Nichts zu tun, ist eine Entscheidung
Dieses Spielchen wird leider nie alt, dabei trägt es schon seit Jahrzehnten den langen, zotteligen Bart der zwischenmenschlichen Ungepflegtheit: Kommt eine Frau in der Öffentlichkeit vor, hat sie automatisch etwas falsch gemacht. Dieses Feature wird bei der Geburt eines jeden Mädchens quasi kostenlos mitgeliefert. Diese jahrhundertealte Tradition der Frauenfeindlichkeit hat durch die sozialen Netzwerke einen modernen und hocheffektiven Verbreitungsraum gefunden. Hat man nichts machen lassen, sieht man alt aus. Hat man etwas machen lassen, ist man nicht selbstbewusst genug, um in Würde zu altern. Klingt platt? Ist aber so. Nicht wenige Menschen sind sich für noch weniger nicht zu doof.
Anke Engelke ist also fast 60, sieht fantastisch aus, nur eben ungewohnt. Denn sehr, sehr viele Frauen gerade aus Engelkes Branche sehen mit fast 60 aus wie 40. Das ist ja mittlerweile mit wirklich wenig Aufwand völlig problemlos möglich: alle paar Monate ein paar Stiche ins Gesicht, in den Hals – und zack, ist man dem nicht tot zu kriegenden Ideal perfekter und ewiger Schönheit ein bisschen näher. Finanziell ist das auch verhältnismäßig im Rahmen – also warum nicht? Es ist inzwischen so normal geworden, nachzuhelfen, dass es schon eine aktive Entscheidung ist, es zu lassen.
So harmlos wie Capri Sonne?
Kaum jemand ab Mitte 20 sieht noch so aus, wie er oder sie tatsächlich aussieht, auch dank der Filterfülle in den sozialen Netzwerken. Unsere Sehgewohnheit ist: faltenfrei. Wer das nicht ist, weicht in unserem Empfinden von der Norm ab. Und ist entweder zu ungeschickt im Umgang mit Bildbearbeitungsapps, zu feige und/oder zu unvermögend für Botox. Oder verrückter Gedanke: Sie haben schlicht und einfach für sich entschieden, da nicht mitzumachen.

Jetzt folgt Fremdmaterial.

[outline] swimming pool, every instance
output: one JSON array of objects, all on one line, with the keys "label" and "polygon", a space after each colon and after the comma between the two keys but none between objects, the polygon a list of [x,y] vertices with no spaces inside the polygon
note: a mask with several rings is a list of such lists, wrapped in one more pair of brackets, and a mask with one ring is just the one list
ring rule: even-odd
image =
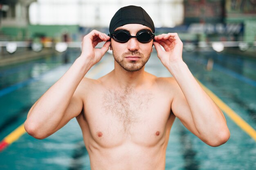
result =
[{"label": "swimming pool", "polygon": [[[32,105],[63,75],[79,50],[0,68],[0,140],[22,124]],[[183,59],[194,76],[256,129],[256,60],[213,51],[186,52]],[[213,67],[207,67],[209,61]],[[86,76],[97,78],[114,68],[106,53]],[[154,51],[146,71],[171,74]],[[225,114],[231,137],[225,144],[209,146],[176,119],[171,132],[166,170],[256,169],[256,142]],[[0,169],[90,169],[89,156],[76,120],[49,137],[38,140],[27,134],[0,152]]]}]

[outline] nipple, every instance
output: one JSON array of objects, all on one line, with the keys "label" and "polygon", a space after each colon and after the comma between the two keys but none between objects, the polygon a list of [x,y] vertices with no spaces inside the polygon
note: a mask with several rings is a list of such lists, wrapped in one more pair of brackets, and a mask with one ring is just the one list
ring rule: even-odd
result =
[{"label": "nipple", "polygon": [[98,137],[99,137],[99,138],[101,137],[102,135],[103,135],[103,134],[102,134],[102,133],[101,133],[101,132],[97,132],[97,136],[98,136]]},{"label": "nipple", "polygon": [[157,131],[157,132],[155,132],[155,136],[159,136],[159,134],[160,134],[160,132]]}]

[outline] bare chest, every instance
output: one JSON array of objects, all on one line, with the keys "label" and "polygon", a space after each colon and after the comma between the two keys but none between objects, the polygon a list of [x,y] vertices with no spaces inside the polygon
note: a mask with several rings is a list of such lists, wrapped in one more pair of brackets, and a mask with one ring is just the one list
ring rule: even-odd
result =
[{"label": "bare chest", "polygon": [[90,133],[99,142],[111,145],[157,142],[164,136],[170,116],[171,103],[164,98],[153,92],[129,89],[99,93],[85,109]]}]

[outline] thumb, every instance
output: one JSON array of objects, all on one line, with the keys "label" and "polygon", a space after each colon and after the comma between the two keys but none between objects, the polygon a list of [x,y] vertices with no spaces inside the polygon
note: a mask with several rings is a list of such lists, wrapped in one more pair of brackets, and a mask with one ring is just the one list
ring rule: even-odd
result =
[{"label": "thumb", "polygon": [[104,44],[103,47],[102,47],[100,49],[99,49],[99,52],[101,55],[103,56],[109,49],[109,46],[111,44],[110,41],[107,41]]}]

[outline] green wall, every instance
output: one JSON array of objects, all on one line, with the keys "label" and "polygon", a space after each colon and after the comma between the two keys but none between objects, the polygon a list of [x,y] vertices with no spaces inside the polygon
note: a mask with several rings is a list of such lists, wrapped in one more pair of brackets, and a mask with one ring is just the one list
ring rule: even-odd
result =
[{"label": "green wall", "polygon": [[30,37],[42,34],[48,37],[58,38],[61,37],[65,32],[69,34],[77,33],[79,28],[78,25],[29,25],[28,31]]}]

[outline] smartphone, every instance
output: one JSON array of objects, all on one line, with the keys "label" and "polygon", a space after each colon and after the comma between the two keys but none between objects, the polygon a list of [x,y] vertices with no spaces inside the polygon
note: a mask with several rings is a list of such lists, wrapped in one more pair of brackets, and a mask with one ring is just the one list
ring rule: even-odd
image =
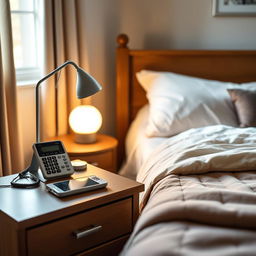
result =
[{"label": "smartphone", "polygon": [[74,195],[107,186],[107,181],[97,176],[87,176],[46,184],[46,189],[58,197]]}]

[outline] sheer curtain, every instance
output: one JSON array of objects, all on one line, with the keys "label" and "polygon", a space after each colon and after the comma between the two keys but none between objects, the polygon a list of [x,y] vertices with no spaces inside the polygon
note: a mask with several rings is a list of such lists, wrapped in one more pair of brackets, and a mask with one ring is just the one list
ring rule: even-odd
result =
[{"label": "sheer curtain", "polygon": [[[44,1],[44,73],[49,73],[67,60],[72,60],[87,72],[88,57],[83,14],[80,1]],[[61,74],[41,86],[41,138],[47,139],[66,134],[68,115],[80,104],[89,104],[90,99],[76,98],[76,71],[73,67],[62,69]]]},{"label": "sheer curtain", "polygon": [[9,1],[0,1],[0,176],[24,167],[11,32]]}]

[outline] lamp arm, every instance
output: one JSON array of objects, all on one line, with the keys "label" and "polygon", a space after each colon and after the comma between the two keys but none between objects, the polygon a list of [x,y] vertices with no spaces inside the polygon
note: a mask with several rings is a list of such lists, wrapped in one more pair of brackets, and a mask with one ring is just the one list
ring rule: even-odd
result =
[{"label": "lamp arm", "polygon": [[67,66],[68,64],[73,65],[76,69],[79,69],[79,67],[73,62],[73,61],[66,61],[61,66],[54,69],[51,73],[43,77],[41,80],[39,80],[36,84],[36,142],[40,142],[40,104],[39,104],[39,86],[40,84],[51,77],[52,75],[56,74],[58,71],[60,71],[62,68]]}]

So wie Anke Engelke. Die ist, ich erwähnte es bereits, eine Frau, sie ist zudem sichtbar und obendrein auch noch erfolgreich. TROTZDEM erfolgreich. Obwohl sie sich dem Botoxen entzieht. Das ist durchaus erwähnenswert. In einer idealen Welt wäre es das nicht, weil da kein Zusammenhang und damit kein Widerspruch zwischen natürlicher Schönheit und beruflichem Erfolg existieren würde. Aber ideale Welten gibt es nur in Produktionen aus Hollywood, und da findet man den Einsatz von Botox ja schon seit Jahrzehnten so harmlos wie den Verzehr einer Capri Sonne.
Was sind das für Menschen?
Weiblich, öffentlich, erfolgreich. Und unangepasst. Diese Mischung lässt ein paar Leute also nun aus ihren digitalen Löchern kriechen und mit dem Dreck auf Engelke werfen, den sie von dort mitgebracht haben. Um welche Leute handelt es sich da? Werfen wir doch mal einen genauen Blick auf die Kommentarspalten bei TikTok, Instagram und andere Plattformen und versuchen herauszufinden, wer hinter den abfälligen Kommentaren steckt und überlegen gemeinsam, warum sie so reagieren.
Ach nee, Moment. Da fällt mir was ein: Dafür ist mir meine Zeit ja viel zu schade! Und wahrscheinlich und hoffentlich Ihnen auch, weil Sie ein Leben haben. Wissen Sie was? Dann machen wir doch einfach was ganz anderes gemeinsam. Nicht mal ignorieren, das machen wir!
Ich komme hier jetzt langsam zum Ende. Wir alle sollten uns im Anschluss mit den konstruktiven Seiten des Lebens beschäftigen statt mit unzufriedenen Hanseln, die sich nicht benehmen können und kein anderes Instrument im Kampf gegen die eigenen Komplexe kennen, als andere kleinzumachen – und gut ist. Machen Sie, was Sie wollen, und fühlen Sie sich wohl dabei. Anke Engelke macht es uns vor. Danke, Anke!